Cumhuriyetin İlk yılların da, ön görülen devlet yönetimi İnkılapçı (dayatmalara karşı) başarılı gibi olsa da, Atatürk’ü son yıllarında, düzmece algılarla etkisizleştirip ve sonra, istedikleri kadroyu devletin başına geçirilen bunlar “halen tartışmalı” Kukla yöneticiler ülkeyi refaha ulaştıracağına, kurtuluş savaşı kazanmış bir milleti yoklukla ve siyasi çarpık politik yasalarla halkı sindirdiler. Her cephede, çarpışarak savaşıp kazandığımız devletimizi, bu düşman devletlerin içerideki İş birlikçileri tarafından halkı siyesi ve ekonomik baskı politikası altına soktular. Onlara karşı kazandığımız milli mücadele bağımsızlık savaşımızı, sessiz, sedasız gizli müttefik, işgalci dış güçlerden alınan melanet yasalarla, halka oligarşi bir yönetim anlayışları ile bizleri onlara bağımlı hale getirip yeniden “dokuz semte” muhtaç koyarak Köle ettirdiler. Yıllarca çok yönlü, sömürgelik (kapitalizm ve emperyalizm) düzenlerini sürdürme pahasına, mevcut hükümetleri silahlı güç olarak kullandığı Askeri cuntalar la gözdağı verip  "bakın devrim yaparız ha!" tehditleriyle, vesayet altına aldıkları devleti ve milletimizi tam istedikleri gibi, birlikte yönetmeyi anlaşıp devran sürdürmenin keyfini “bu günlere kadar” güle oynaya çıkarmaya baktılar.
Fakat kanaatlerine göre, ne zaman ki, tamam bu Türk Milletin de artık işi bitti;  zan edip varlığını yüz yıldır hazırladıkları planlarını icraata kalkıştıkları 15, Temmuz gecesi Türkiye’nin adını tarihten sileceklerdi! Fakat bilemediler ki, hesap edip plan kuranlarında, onlardan üstünü olan birisi vardır!” Cenab-ı ALLÂH Aziz milletime bir silkeleyiş ile kaldırıp, Osmanlı tokadını bir koyunca, yüz yıldır hesapladıkları oyun sabaha kalmadı “Elhamdülillah” bozuldu. Bakıp dinledik ki, bunlardan bir ses çıkacak mı? İç ve dış mihraklar şaşıp toparlanıp ta kendileri, “şoktan” bir hayli günlerdir aklı başına gelemediler!
Ve daha sonrası malum, geçmişte ve bugün ki, isimleri ne olursa olsun; karanlık şer odakları, akla gelip gelmeyecek her türlü taktikle, daha “açık kartla” iyiden iyiye oynayarak kendilerini gizlemenin artık bir işe yaramayacağını görüp anladır ve kurdukları Terör örgütlerini açıktan destekleyerek daha rahatça saldırmaya devam ediyorlar. O’ hainler anladı tamam da, şu içimizdeki, Vatansız, İmansız, Gedosu bozuklar, üst çirkef aklın korkusu ile yaşayanlar dipsizler, halen aymazlığa vurarak “Şerefsizce”  hainliklerini devam ediyorlar?!
Bunca gelişen olaylardan sonra, artık A. Parti, B. Partisi meselesi değil !.. Bu ideolojik siyaseti, Dini mezhepçiliği, Irkçılığı, bırakalım bu tür çekişmeler düşmanlarımızın, şimdiye kadar bizlere oynadıkları oyunun tuzaklarıdır; bunlardan vazgeçip onların kaos çıkartma çabalarına gelin birlikte fırsat vermeyelim! 
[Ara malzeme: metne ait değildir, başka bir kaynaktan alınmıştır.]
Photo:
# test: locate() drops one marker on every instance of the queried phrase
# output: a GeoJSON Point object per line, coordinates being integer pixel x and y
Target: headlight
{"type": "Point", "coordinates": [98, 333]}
"-Mesele, vatanın ve milletimizin gelecek bekası söz konusu; 15. Temmuzdan beri, Ülkemize karşı düzenlenen saldırıların tehlike boyutunun nedenlerini kavrayıp anlamayan "içimizde aforoz beyinli halen" varsa, gayri insafa gelip sağduyu ile anlasın Kardeşlerim"…

Bu devletin başına gelen, kim olursa olsun; ismi önemli değil yeter ki... Vatanın la namusumuzu satmayan, Bayrağımızı indirtmeyen, Ezanını susturmayan ve bizleri namert ellere muhtaç ettirmeyen halis Vatan evladı bizlerden, " hiç olmazsa, içlerinden en iyisi birilerini seçerken Milletin Adamı"  çıkarak başımıza geçecek olan aklı başında birileri olsun… Yeter ki bizler, Türk, Arap, Kürt, Laz, Gürcü, Çerkez, Avşar Türkmen, Roman, Göçmen, Sünni, Alevi, vesaire, inancı ne olursa olsun; bu Ülke hepimizin; herkese fevkalade yeter bizlere; yeter ki, hep birlik ve beraberce diri olalım. Bu güzelim Cennet vatanımıza gelin, “ZAMAN BİRLİK ZAMANI” bütün varlığımızla kenetlenip, haydi Aziz Milletim vatanımıza milletimize sahip çıkalım…
Memleketin üzerine asıl oynan oyun, asırlardır devam eden adı ne olursa olsun; karanlık mihraklar ve yardakçıları hep aynı amacın peşindeler! Bizlerin sahip olduğu topraklar üzerinde, mukaddes değerlerimiz le birlikte, topumuzu tamamen ve temelden yok edinceye kadar, her türlü savaş taktiklerini sürdürmeye devam edecekler!                                                  

Onların kaç oyunu, kaç Silahı, kaç Müttefiki, kaç tohumu bozuk Asker ve teknolojik araçları olursa olsun; “Hasbin-ALLÂH-u VENİYĞVEL VEKİYL.” O’ bizlere yeter; O’ ne güzel Dosttur…
-“Düşmanın gücüne bakıp ta, sakın korkup sarsılmayın, çokluğuna aldanıp ta çözülüp dağılmayın! Emin olun ki, “ALLÂH’ın zaferi inananlarındır.” Al-i İmran süresi; Ayet 139.